If you want to win more trades, you need to know exactly what makes a buyer reject or accept a deal. Today’s used car buyers are hard to impress; 45% of them that go through the trade-in process will turn down one or more offers. So why did your last offer get turned down, and how can you turn it around on the next deal?
What drives a buyer to reject your offer?
The top reasons to turn down a trade shouldn’t be a big surprise, but stay with us, there’s a lot more to the story. Among used car buyers, 50% of trades are rejected because the offer was lower than they expected, followed by 23% of used car buyers receiving a better offer elsewhere, and 18% believing the offer was not well thought out or justified.
Then why do they accept?
Where the story does get surprising is when we asked the opposite - what made a customer accept a trade in offer? It turns out that, while a low trade-in value can lead to rejection, just simply offering a higher price isn’t the path to winning the trade. For used car customers who accepted a trade, 52% said they did so because the dealer had the vehicle they wanted to buy. After that, 34% said the offer matched how much they expected, and finally, 25% said they trusted the information the sales person gave to them.

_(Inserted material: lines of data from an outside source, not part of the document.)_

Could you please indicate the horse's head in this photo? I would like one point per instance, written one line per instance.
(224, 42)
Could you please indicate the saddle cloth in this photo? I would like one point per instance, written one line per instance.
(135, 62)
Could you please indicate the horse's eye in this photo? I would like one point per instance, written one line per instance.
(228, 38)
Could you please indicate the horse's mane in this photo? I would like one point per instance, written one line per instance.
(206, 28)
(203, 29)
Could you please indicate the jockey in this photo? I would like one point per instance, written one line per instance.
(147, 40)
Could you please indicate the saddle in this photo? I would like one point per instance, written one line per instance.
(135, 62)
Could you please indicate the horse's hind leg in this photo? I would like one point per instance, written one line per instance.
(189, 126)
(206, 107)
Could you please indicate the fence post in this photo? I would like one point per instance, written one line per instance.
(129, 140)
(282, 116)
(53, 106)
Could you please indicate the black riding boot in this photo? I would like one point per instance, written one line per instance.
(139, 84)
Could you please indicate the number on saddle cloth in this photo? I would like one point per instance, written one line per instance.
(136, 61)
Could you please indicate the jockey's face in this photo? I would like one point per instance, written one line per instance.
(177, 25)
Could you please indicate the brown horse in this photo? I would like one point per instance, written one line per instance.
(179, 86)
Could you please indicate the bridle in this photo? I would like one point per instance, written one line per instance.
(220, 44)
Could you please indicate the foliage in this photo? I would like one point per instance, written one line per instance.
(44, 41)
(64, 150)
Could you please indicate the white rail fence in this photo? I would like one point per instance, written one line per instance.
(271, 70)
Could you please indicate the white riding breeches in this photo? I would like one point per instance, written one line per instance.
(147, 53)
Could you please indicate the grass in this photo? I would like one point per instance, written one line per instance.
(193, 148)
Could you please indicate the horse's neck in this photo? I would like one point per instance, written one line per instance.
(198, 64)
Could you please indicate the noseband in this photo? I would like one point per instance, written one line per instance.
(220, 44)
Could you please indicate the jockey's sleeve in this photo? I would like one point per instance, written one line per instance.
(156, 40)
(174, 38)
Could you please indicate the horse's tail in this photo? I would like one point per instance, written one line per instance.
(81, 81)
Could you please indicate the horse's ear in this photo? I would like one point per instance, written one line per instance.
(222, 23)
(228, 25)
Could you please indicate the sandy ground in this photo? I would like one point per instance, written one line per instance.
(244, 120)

An offer that is below expectations can kill a trade, but winning a trade is more about the customer getting the used vehicle they want and feeling as though the price and trade process were acceptable.
How can this help you?
Winning a trade, and likely the sale that goes with it, isn’t about pumping up a trade-in value so the customer thinks you’re giving them a fortune. The first step towards winning the trade is ensuring the customer has their heart set on the vehicle you’re selling. In the used market, if the customer understands the reasons why your vehicle is unique, and they won’t find a better one anywhere else, you’re already half-way to winning the trade.
“The first step towards winning a trade is ensuring the customer has their heart set on the vehicle you’re selling.”
With the customer sold on their next car, you then need to create a trade-in process that manages their price expectations in a trustworthy manner. We already know how to do this because we know how used car buyers prepare for the trade in process. This effect is so strong that 43% of used car buyers will accept a trade in value that is lower than expected because they fell in love with the car. Winning trades in the used car business is about helping buyers arrive at an agreeable trade-in number so they can forget their old car and get into their next one.